First calculate the standard deviation of the sample, using $\begin{align*}\sigma_{\overline{x}}=\frac{\sigma}{\sqrt{n}}\end{align*}$ :
::首先计算样本的标准偏差, 使用 x n 计算 :

\begin{aligned} σ_{\bar{x}} & = \frac{1}{\sqrt{64}} \\ σ_{\bar{x}} & = 0.125 \end{aligned}

$\begin{align*}\sigma_{\overline{x}} &=\frac{1}{\sqrt{64}} \\ \sigma_{\overline{x}} &=0.125\end{align*}$
::======================================================================================================================================= ================================================================================== ============================================================================================================================================================================================================

Since the sample is normally distributed, according to the CLT, we can use the standard deviation of the sample to calculate the z -score of the minimum value in the relevant range, 0.80 hrs:
::由于样本通常分布,根据CLT,我们可以使用样本的标准偏差来计算相关范围0.80小时最低值的z分:

\begin{aligned} Z = \frac{0.80 - 1}{0.125} = - 1.60 \end{aligned}

$\begin{align*}Z=\frac{0.80-1}{0.125}=-1.60\end{align*}$
::0.80-10.10.125 1.60

Finally, we use the z -score probability reference above to correlate the z -score of -1.60 to the probability of a value greater than that
::最后,我们使用上面提到的z-z-scolor 概率参考值,将z-1.60 的z-scor 与值大于 -1.60 的概率联系起来。

\begin{aligned} P (Z \geq - 1.6) = .9452 o r 94.52 % \end{aligned}

$\begin{align*}P(Z \ge - 1.6)=.9452 \ or \ 94.52 \%\end{align*}$
::P(1.6)=.9452或94.52%

Real-World Application: Online Auctions
::真实世界应用程序:在线拍卖

Evan price-checked 123 online auction sellers to record their average asking price for his favorite game. According to a major nation price-checking site, the national average online auction cost for the game is $35.00 with a standard deviation of $3.00. Evan found the prices less than $34.86 on average. How likely is this result?
::Evan价格检查了123个在线拍卖卖主,记录了他们为他最喜欢的游戏平均索价。根据一个主要的国家物价检查网站,该游戏的全国平均在线拍卖成本为35美元,标准偏差为3.00美元。 Evan发现平均价格低于34.86美元。结果如何?

Since there are more than 30 samples $\begin{align*}(123 > 30)\end{align*}$ , we can apply the CLT theorem and treat the sample as a normal distribution.
::由于有30多个样本(123>30),我们可以应用CLT定理并将样本作为正常分布处理。

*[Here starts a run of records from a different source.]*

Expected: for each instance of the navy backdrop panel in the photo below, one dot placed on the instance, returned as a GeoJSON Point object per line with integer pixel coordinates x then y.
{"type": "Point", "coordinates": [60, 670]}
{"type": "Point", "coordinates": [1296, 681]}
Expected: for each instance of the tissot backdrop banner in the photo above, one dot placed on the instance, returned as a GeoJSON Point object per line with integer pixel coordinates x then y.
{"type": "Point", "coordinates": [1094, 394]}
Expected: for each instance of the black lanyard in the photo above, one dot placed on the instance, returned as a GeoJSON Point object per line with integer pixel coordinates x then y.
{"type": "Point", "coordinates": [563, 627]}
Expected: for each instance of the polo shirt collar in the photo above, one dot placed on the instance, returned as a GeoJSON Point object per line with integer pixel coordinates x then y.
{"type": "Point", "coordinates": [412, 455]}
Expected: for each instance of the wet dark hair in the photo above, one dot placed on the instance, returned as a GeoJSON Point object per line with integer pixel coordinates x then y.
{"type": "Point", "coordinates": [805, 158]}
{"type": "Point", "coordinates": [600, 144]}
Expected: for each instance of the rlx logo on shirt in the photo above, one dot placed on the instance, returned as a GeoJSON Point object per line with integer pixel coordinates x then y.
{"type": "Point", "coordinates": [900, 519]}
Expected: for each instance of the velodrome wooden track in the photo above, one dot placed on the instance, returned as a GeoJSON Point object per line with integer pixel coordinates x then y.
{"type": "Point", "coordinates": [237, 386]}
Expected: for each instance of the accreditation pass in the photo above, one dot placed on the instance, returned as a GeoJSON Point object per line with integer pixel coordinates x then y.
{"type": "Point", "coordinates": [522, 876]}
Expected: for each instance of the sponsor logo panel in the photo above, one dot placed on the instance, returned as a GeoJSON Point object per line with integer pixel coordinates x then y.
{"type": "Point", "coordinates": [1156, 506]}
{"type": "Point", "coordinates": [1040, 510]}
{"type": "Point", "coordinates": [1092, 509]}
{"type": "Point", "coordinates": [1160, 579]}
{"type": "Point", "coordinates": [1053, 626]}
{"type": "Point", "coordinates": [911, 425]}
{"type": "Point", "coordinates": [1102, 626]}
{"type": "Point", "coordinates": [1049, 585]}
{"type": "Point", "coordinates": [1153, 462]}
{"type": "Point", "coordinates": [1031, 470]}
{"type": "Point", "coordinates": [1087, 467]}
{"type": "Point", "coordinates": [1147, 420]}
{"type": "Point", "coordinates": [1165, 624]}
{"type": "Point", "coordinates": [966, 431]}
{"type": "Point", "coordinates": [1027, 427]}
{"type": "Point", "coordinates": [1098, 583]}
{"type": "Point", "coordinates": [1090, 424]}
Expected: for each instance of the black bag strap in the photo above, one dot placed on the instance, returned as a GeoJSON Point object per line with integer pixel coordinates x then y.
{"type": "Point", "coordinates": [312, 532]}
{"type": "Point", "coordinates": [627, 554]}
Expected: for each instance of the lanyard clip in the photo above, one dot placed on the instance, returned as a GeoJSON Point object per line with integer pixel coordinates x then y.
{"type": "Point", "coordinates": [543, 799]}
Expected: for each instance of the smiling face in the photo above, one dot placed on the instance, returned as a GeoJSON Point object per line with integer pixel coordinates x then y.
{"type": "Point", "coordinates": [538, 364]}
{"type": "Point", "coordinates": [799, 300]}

The standard deviation of the sample is: $\begin{align*}\sigma_{\overline{x}}=\frac{3}{\sqrt{123}}=\frac{3}{11.09}=.27\end{align*}$
::样本的标准偏差是: x 3123=311.09=27。

The z -score for Evan’s price point of $34.86 is:
::Evan的价格点为34.86美元,兹记是:

\begin{aligned} Z = \frac{34.86 - 35}{.27} = \frac{- .14}{.27} = - 0.518 \end{aligned}

$\begin{align*}Z=\frac{34.86-35}{.27}=\frac{-.14}{.27}=-0.518\end{align*}$
::34.86-35.27 14.27 0.518

Consulting the z -score probability table, we learn that the area under the normal curve less than 0.52 is .3015 or 30.15%
::参考z-C-C-概率表,我们了解到,正常曲线下低于0.52的面积为0.3015或30.15%。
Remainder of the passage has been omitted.